Mahmoud ElKhafif, expert économique auprès de la Cnuced à Genève, a indiqué lors d’une conférence de presse tenue le 25 septembre au Caire : « Le cycle économique est dans sa dernière phase dans les pays développés, qui souffrent déjà du ralentissement économique. Cela se traduit par la baisse de la demande relative aux produits de base provenant des pays en développement. A cela s’ajoute l’impact de la guerre commerciale sur les importations chinoises, considérées comme le catalyseur du commerce des différents pays du monde ». Et d’ajouter que les prix des biens principaux sont soumis à la spéculation dans les Bourses de commerce (céréales, métaux, etc.) et non pas à l’offre et la demande. « C’est un grand problème résultant de la mondialisation, qui maximise les répercussions du ralentissement du commerce », explique-t-il. Le rapport révèle le recul de la croissance des importations dans les pays développés : dans l’Union européenne, le taux est par exemple passé de 2,6 % en 2017 à 1,5 % en 2018 et au Japon de 2,6 % en 2017 à 2 % en 2018. Quant au continent africain, le taux de croissance du volume des exportations est devenu négatif en 2018 (-0,6 %), alors qu’il était de 0,5 % en 2016 et de 3,5 % en 2017.
Attention aux dettes
La Cnuced tire aussi la sonnette d’alarme devant le gonflement de la dette mondiale, qui est devenue un moteur dominant de la croissance, sans toutefois permettre d’augmenter fortement l’investissement productif. « Au cours des 38 dernières années, les dettes ont été multipliées par 14, mais malheureusement, cet argent n’est pas injecté dans des investissements productifs. Il alimente surtout la spéculation financière », explique ElKhafif. Le rapport explique que les pays en développement ont vu leurs dettes se transformer d’un instrument de financement à long terme, pour les aider à libérer leur potentiel de croissance, en un actif financier potentiellement à haut risque, soumis aux aléas des marchés financiers internationaux et à la prolifération des intérêts des créanciers à court terme. « En prenant en compte un échantillon de 30 pays en développement, ces derniers subiront une augmentation du ratio dette/PIB pouvant atteindre environ 185 % en moyenne d’ici 2030. Et le PIB doit être de 12 % en moyenne pour répondre aux besoins d’investissement nécessaires pour atteindre les quatre premiers objectifs de développement durable, à savoir l’élimination de la pauvreté, l’amélioration de la nutrition, la santé et l’éducation », indique le rapport.

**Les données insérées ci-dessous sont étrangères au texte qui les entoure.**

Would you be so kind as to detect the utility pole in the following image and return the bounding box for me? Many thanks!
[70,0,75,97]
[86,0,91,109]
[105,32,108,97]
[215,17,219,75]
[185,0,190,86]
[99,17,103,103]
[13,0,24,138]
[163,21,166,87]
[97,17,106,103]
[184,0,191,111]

Concernant le troisième axe, à savoir les risques de la libre circulation des capitaux, le rapport de l’Onu attire l’attention sur le fait que les mouvements de capitaux privés incontrôlés peuvent provoquer un transfert de ressources des pays en développement vers les pays développés et fait valoir que le contrôle des capitaux a toute sa place dans la panoplie des politiques macroéconomiques menées pour atteindre les Objectifs de Développement Durable (ODD). « En réalité, on ne pourra pas orienter le financement vers l’investissement productif à long terme sans que le secteur public joue un rôle de premier plan et sans changer fondamentalement la réglementation des capitaux étrangers privés », estime le rapport.
Les dirigeants et les responsables du monde doivent donc instaurer les politiques nécessaires pour limiter les répercussions négatives de la conjonture mondiale sur leurs économies et leurs peuples.